In den nächsten Tagen stellten wir fest, dass es wichtig ist, den Kletterführer sehr sorgfältig zu lesen. Nicht nur das Massiv und den Zustieg zu den Routen zu finden war wichtig, sondern auch, wie man wieder herunter kommt und ob die Route überhaupt abgesichert ist oder man Klemmkeile und Friends benötigt. Aber am Ende der Woche hatten wir es drauf, wie man den 5-sprachigen Kletterführer liest und wie man Zustiege findet. Wir kletterten am Kukovi ispod Vlake die Route Nosorog (4c), eine sehr schöne Gratkletterrei mit 5 Seillängen, am Veliki Vitrenik einige ungesicherte Routen im 4er Bereich, am Ovcij kuk gesicherte und ungesicherte Routen, und am Kuk od Skradelin Routen im Bereich 4b+ mit 4 Seillängen. Egbert und Hans probierten Routen am Veliki Cuk, einem Massiv, das neben der berühmten Anica Kuk liegt, aber eben nur etliche Schwierigkeitsgrade darunter aufweist. Leider hat sich Egbert bei einem seiner Abstiege am Bein verletzt.
Zuerst sah es so aus, als ob er ins Krankenhaus müsste, sein Oberschenkel war mächtig angeschwollen. Aber nach einem Ruhetag konnte er schon wieder mit den Wanderern mithalten. Ebenfalls verletzt hat sich Toni bei einem Vorstiegssturz aus einer 5a und fiel danach als Kletterer aus. Daraufhin begann ich an unserem Kletterkönnen zu zweifeln. In anderen Gebieten geht eine 5a uns allen leicht von der Hand. Und in der Kletterhalle hatten wir doch den ganzen Winter so sehr geübt …! Luzia und ich beschlossen daraufhin, uns mal an die abgespeckten Sportkletterrouten zu machen, um mit den Wasserrillen und der Felsqualität vertraut zu werden. Wagemutig stieg ich eine 5a vor, die vor Jahren noch als 4c bewertet war (Figa). Mit etlichen Schwierigkeiten schaffte ich sie im Vorstieg. Dass sie wirklich nicht gerade leicht war, zeigte mir die uns nachfolgende Seilschaft. Junge Kerle, die sich auch mit der Schwierigkeit etwas überschätzt hatten. Sie gaben noch vor dem Umlenker am letzten Haken auf.
Um auch den Wanderern eine abenteuerliche Tour zu bieten, entschied ich mich für die „kleine Schlucht“ Mala Paklenica.

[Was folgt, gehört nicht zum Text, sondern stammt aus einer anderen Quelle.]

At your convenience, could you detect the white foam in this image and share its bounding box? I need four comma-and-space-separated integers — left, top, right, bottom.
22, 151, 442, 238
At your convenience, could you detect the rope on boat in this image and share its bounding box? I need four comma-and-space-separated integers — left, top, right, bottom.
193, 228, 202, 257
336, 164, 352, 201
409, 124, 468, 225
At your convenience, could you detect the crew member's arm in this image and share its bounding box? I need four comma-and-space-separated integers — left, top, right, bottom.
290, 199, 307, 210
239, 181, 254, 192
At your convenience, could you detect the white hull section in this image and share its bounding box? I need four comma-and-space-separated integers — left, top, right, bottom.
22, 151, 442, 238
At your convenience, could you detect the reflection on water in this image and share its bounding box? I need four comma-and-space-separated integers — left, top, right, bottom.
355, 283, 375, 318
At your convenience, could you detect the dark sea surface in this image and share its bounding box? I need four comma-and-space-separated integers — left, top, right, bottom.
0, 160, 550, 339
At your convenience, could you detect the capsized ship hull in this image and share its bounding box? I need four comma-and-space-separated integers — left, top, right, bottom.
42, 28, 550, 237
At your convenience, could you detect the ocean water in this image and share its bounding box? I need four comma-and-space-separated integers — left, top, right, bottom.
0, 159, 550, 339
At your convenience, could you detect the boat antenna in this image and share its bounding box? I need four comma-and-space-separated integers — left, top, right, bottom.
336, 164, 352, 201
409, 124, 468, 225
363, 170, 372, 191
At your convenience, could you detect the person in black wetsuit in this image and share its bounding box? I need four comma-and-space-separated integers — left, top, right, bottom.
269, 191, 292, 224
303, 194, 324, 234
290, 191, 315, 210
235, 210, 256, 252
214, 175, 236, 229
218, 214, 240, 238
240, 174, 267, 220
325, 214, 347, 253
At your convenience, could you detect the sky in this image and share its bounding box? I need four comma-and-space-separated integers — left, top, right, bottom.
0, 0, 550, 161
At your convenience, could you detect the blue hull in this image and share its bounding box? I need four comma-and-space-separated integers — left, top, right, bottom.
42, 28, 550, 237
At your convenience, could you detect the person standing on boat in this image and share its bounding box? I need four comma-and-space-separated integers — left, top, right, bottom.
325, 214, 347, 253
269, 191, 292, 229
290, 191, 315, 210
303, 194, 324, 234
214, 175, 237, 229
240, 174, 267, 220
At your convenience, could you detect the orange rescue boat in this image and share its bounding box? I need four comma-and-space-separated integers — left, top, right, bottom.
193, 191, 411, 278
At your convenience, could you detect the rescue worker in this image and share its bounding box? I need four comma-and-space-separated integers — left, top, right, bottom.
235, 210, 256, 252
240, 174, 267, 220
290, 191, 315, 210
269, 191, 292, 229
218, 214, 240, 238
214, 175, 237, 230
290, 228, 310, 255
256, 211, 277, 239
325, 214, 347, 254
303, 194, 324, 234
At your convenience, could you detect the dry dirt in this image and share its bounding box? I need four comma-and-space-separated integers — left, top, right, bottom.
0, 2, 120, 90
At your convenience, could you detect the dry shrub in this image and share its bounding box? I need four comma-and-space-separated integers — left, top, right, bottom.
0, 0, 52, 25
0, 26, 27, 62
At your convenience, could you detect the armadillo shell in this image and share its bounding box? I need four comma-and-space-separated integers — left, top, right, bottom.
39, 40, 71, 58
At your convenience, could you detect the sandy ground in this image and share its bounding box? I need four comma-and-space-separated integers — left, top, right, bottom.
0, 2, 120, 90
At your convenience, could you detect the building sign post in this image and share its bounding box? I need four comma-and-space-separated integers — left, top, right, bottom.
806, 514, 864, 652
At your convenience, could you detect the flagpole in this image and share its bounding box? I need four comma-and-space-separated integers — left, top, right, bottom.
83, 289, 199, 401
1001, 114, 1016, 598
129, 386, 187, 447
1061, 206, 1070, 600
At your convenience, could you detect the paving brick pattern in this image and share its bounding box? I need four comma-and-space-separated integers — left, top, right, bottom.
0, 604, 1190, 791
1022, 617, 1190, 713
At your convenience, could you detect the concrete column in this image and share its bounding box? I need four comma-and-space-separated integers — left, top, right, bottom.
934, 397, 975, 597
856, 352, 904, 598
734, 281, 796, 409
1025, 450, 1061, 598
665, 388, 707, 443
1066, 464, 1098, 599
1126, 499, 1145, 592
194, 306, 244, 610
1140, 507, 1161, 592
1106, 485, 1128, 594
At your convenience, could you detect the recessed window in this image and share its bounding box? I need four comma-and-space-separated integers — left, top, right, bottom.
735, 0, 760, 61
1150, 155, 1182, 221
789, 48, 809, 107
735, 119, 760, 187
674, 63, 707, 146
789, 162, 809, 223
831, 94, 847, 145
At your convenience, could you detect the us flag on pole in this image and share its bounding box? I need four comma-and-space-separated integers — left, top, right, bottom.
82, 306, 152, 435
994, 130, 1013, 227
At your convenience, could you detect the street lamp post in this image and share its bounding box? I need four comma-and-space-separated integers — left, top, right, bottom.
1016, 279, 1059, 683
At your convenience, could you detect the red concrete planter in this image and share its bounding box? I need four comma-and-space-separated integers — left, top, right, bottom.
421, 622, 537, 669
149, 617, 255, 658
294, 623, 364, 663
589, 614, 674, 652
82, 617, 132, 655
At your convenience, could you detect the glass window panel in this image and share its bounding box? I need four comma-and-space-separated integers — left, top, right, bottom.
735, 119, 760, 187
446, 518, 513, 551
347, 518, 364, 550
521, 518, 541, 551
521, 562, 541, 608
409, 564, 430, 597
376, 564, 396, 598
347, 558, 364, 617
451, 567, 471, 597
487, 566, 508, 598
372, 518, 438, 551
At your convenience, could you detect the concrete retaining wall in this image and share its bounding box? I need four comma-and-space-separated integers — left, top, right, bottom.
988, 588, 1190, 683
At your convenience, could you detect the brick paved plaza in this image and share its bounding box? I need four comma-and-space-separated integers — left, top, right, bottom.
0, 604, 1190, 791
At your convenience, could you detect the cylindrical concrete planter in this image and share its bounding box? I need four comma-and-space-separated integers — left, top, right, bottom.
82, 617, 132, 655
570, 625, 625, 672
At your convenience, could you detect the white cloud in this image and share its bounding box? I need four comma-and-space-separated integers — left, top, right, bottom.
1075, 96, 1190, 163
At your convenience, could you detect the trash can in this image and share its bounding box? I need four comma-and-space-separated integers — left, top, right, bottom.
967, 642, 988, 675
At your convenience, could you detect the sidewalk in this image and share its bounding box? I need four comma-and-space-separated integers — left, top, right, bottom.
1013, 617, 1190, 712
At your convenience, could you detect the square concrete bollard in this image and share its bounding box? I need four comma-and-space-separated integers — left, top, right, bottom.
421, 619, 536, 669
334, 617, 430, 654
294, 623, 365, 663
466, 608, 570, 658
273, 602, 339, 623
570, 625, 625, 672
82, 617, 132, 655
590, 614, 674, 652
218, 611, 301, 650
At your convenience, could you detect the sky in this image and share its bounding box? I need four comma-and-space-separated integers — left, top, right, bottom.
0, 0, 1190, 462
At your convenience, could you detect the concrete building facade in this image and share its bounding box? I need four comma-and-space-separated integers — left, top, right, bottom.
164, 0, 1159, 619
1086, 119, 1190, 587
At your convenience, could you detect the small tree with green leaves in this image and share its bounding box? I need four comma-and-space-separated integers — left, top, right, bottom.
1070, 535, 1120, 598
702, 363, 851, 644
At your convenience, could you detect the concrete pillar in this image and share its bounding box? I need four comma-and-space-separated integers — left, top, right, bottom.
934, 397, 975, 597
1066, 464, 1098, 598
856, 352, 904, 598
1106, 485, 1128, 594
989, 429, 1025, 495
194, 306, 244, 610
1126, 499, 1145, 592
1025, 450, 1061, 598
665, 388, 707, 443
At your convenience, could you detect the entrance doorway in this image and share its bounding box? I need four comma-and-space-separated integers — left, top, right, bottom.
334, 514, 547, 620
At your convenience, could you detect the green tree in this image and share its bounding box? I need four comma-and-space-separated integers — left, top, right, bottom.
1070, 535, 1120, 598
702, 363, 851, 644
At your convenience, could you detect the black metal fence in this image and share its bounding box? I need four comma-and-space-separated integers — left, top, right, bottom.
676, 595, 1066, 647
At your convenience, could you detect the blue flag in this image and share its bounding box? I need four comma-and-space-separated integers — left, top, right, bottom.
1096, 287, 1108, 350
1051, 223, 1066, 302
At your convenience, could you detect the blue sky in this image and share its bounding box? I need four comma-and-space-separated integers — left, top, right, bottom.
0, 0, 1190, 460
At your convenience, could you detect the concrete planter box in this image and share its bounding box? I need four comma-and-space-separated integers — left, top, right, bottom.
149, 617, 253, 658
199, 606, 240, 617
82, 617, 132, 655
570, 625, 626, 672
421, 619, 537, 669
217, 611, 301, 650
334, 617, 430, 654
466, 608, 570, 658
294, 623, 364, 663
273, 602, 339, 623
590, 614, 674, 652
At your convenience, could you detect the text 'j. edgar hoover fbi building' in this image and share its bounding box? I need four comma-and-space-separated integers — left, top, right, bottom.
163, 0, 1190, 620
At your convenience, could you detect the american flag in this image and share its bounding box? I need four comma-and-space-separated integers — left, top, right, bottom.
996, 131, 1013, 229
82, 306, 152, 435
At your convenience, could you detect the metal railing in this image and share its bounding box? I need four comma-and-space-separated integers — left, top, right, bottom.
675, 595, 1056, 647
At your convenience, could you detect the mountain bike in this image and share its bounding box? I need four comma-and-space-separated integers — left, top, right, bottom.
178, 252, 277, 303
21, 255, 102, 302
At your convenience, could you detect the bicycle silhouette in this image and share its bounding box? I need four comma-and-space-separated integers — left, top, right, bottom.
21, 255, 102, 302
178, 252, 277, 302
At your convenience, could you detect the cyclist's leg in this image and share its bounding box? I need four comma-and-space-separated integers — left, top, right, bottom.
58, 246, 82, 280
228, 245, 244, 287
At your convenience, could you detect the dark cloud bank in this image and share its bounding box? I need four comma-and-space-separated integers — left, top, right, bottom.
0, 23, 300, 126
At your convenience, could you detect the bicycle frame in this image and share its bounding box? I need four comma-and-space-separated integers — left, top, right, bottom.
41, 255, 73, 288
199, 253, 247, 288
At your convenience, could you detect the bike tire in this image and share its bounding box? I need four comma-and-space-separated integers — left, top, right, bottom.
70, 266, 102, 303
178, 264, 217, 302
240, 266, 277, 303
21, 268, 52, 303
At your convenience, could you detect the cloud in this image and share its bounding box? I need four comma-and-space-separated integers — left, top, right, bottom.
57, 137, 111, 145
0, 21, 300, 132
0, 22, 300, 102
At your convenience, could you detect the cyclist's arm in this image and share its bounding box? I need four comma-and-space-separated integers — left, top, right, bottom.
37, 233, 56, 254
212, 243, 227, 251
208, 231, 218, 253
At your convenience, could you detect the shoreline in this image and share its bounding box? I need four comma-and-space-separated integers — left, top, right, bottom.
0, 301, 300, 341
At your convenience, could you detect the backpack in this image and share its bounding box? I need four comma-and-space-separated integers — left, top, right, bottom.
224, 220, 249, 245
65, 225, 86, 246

Sie läuft parallel zur „großen Schlucht“ Velika Paklenica, in der geklettert wird. In der Mala Paklenica gibt es einen Klettersteig, viel Wasser und große Steine im Bachbett, über die man den Flusslauf hochwandert. Wenn nicht viel Wasser drin ist, läuft man größtenteils im trockenen Bachbett. So steht es im Rother Wanderführer, der für die ganze Runde 7 bis 8 Stunden ansetzt. Vor Jahren bin ich diese Tour schon einmal gegangen und hatte sie aufgrund ihrer üppigen Vegetation, ihrer Ausblicke aufs Meer, dem Vogelgezwitscher und der Einsamkeit in bester Erinnerung. Alles war auch 2019 genauso, nur dass der Wasserstand etwas höher war und im oberen Bereich der Schlucht das Gehen fast unmöglich machte. Deshalb beschlossen 4 aus unserer Gruppe, wieder umzukehren. Zu fünft gingen wir dann teils im Wasser (ohne Hose und Schuhe) weiter, hüpften 9 km lang über Steine, staunten über kleine Wasserfälle und diese fast tropisch anmutende abgeschiedene Vegetation. Irgendwann einmal beschloss Luzia, die Schuhe anzulassen, was das Gehen erleichterte, und nasse Schuhe eben zu riskieren. Wir waren froh, als wir wieder festen Boden ohne Wasserlauf erreichten und nach 300 hm Anstieg endlich die rausgezögerte Mittagsrast im Trockenen machen konnten.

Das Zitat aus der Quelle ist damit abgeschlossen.